Il approche sa bouche de l'oreille de la jeune femme et chuchote :
— La prochaine fois, je serai peut-être moins clément. Et à partir de maintenant, tu ne parviendras plus à me distraire.
Sur la plage, assez loin de leur lieu de vie, Ashkii est confronté par Agus quant à ses motivations qui l'ont poussé à sauver Ahiga.
— Ne me fais pas croire que tu as fait ça par simple bonté d'âme, mon ami ! Tu as oublié ce qu'ils ont fait !
— Non, je n'ai pas oublié, figure-toi ! s'emporte Ashkii. Jamais je ne pourrais oublier, j'y pense chaque jour qui passe ! Et la culpabilité me ronge toujours plus !
— Ah, nous y voilà ! s'exclame le Rajasir. La culpabilité ! Sauf que tu n'es en rien responsable de ce qu'il s'est passé !
Il ancre son regard aux iris jaunes dans celui de l'Aboui et pose une main ferme sur son bras avant de poursuivre sur un ton plus conciliant :
— Tu n'es pas fautif, mon ami, tu n'as rien fait de mal, tu entends ?
Ashkii a les entrailles serrées par les regrets. Rien n'y fera, il se sentira toujours coupable d'avoir osé transgresser les règles. La charge émotionnelle engendrée par cette discussion est telle qu'il ne peut contenir ses larmes. Elle coule lentement le long de ses joues.
Agus, lui offre son épaule pour épancher sa peine qu'il ne sait que trop douloureuse.
Tous les deux sont amis depuis de très nombreuses lunes noires, ils savent tout l'un de l'autre et les épreuves traversées par chacun.
— Ashkii, il faut que tu me parles de la magie obscurcie, déclare gentiment Agus pour ne pas trop le brusquer. Ahiga était vraiment en train de mourir ?
L'Aboui se détache d'Agus, se laisse glisser contre un tronc et s'assied.
— C'était une expérience des plus désagréable, Agus. J'ai cru ne pas pouvoir la contenir, c'était extrêmement douloureux. J'ai eu l'impression qu'elle était vivante et qu'elle cherchait un autre hôte. Pourtant, Jacy l'avait affaiblie, mais malgré tout, elle était très puissante. Elle essayait de me voler ma force vitale.
— Heureusement que tu as été plus fort qu'elle, mon ami. Donner ta vie pour sauver Ahiga relèverait de la démence.
Ashkii frotte ses joues afin de chasser les dernières larmes et relève la tête vers son ami.
— À qui le dis-tu... Enfin, pour revenir à la magie obsurcie, c'est la première fois que j'y fais face, et, j'espère, la dernière. Certes je suis parvenu à la maîtriser, mais je suis épuisé. Et comme tu l'as dit, si Abran a réussi à s'emparer de la mungiscanie, nous ne sommes pas au bout de nos peines.

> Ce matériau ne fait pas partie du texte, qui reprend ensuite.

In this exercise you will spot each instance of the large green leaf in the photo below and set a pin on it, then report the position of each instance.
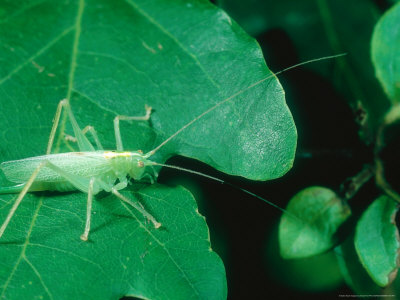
(109, 58)
(330, 27)
(41, 255)
(377, 240)
(385, 52)
(309, 225)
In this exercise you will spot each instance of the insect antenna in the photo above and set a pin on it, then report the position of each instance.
(150, 153)
(228, 184)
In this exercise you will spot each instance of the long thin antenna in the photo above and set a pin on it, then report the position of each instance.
(150, 153)
(227, 183)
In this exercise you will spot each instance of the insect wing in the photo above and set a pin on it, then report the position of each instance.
(86, 164)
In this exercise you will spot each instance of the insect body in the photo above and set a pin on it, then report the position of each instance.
(89, 171)
(92, 170)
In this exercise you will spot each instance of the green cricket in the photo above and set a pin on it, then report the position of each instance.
(93, 170)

Agus se plante devant lui, l'air soucieux.
— Munco va sûrement nous réunir, Ashkii et à mon avis, il va te reprocher de ne pas avoir fait appel à lui.
Les lèvres d'Ashkii s'étirent légèrement.
— C'est certain, même. Mais si Ahiga avait rendu son dernier souffle entre nos mains, les trois autres auraient fait un carnage parmi les nôtres. Le choix était vite fait.
— Effectivement, vu sous cet angle, il valait mieux tenter de le sauver rapidement.
Agus passe ses deux mains dans ses cheveux afin de les replacer correctement.
— Mon ami, j'ai confiance en toi et je sais que tu ne prends pas de décision à la légère et je pense que tu as agi avec discernement. Excuse-moi d'avoir pensé le contraire.
Ashkii lui sourit.
— Tu avais toutes les raisons de douter et peut-être que dans ce que tu as pensé, il y a un peu de vérité.
Agus inspire avant de lui tendre la main pour l'inviter à se relever.
— Allez, viens chez moi, je te servirai un bon bol de soupe pour te requinquer avant que ton Meneur ne te sermonne.